TEHRAN, Oct. 12 (UPI) -- Iran tested its first long-range, precision-guided ballistic missile hours before its Parliament approved the outline of a nuclear agreement reached in July.
The test of the Emad surface-to-air missile may have violated the terms of the agreement, which specifies Iran cannot develop missiles "designed to carry nuclear warheads."
It came prior to the Parliament's vote in favor of a bill supporting a basic version of the agreement reached between Iran and six world powers, including the United States. Legislators were denied specific information pertinent to the details of the agreement, and the session was contentious and argumentative.

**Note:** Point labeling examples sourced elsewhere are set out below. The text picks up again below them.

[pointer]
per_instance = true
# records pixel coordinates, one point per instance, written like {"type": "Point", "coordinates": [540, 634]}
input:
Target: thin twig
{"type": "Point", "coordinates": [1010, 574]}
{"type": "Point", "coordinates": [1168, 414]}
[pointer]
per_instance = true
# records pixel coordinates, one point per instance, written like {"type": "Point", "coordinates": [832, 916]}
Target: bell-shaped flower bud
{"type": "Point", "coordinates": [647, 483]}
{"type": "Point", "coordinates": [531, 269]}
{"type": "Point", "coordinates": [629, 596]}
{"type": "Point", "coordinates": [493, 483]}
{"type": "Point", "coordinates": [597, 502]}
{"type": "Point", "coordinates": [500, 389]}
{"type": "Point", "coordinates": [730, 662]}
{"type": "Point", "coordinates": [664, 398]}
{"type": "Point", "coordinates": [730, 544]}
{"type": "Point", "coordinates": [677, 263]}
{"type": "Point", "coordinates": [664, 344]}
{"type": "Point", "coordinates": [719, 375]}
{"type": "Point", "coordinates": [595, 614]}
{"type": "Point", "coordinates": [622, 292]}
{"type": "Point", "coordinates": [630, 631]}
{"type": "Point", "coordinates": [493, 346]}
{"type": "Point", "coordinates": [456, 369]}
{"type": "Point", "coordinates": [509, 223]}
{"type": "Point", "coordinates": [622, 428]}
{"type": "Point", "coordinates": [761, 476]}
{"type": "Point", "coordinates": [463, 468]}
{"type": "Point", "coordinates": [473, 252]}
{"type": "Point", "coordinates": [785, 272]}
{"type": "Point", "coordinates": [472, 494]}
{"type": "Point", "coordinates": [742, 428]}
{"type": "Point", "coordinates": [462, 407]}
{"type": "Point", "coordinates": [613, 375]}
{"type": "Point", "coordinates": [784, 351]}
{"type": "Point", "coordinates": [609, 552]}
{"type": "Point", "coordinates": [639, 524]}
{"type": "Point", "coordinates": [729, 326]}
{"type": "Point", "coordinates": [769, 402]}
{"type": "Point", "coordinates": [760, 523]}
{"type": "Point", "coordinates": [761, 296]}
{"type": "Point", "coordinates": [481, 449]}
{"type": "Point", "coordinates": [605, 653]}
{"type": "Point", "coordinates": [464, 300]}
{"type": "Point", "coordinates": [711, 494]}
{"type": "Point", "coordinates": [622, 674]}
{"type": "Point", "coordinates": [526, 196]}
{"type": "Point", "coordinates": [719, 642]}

Ali Akbar Salehi, head of the Atomic Energy Organization in Iran attended the parliamentary session to defend the deal. He said a hard-line legislator threatened to kill him and bury him "in the cement of the Arak heavy-water reactor," which, according to the agreement, will be converted to a less-dangerous, light-water reactor.
The liquid-propelled missile, manufactured entirely in Iran and based on a North Korean design, is an advancement over Iran's current stock of missiles in that its guidance is accurate to within 1,640 feet of a target and has a range of 1,056 miles, far enough to strike Israel, which is opposed to the nuclear deal.
"To follow our defense programs, we don't ask permission from anyone," said Hossein Dehqan, Iranian defense minister, adding the new missile is "capable of scrutinizing the targets and destroying them completely."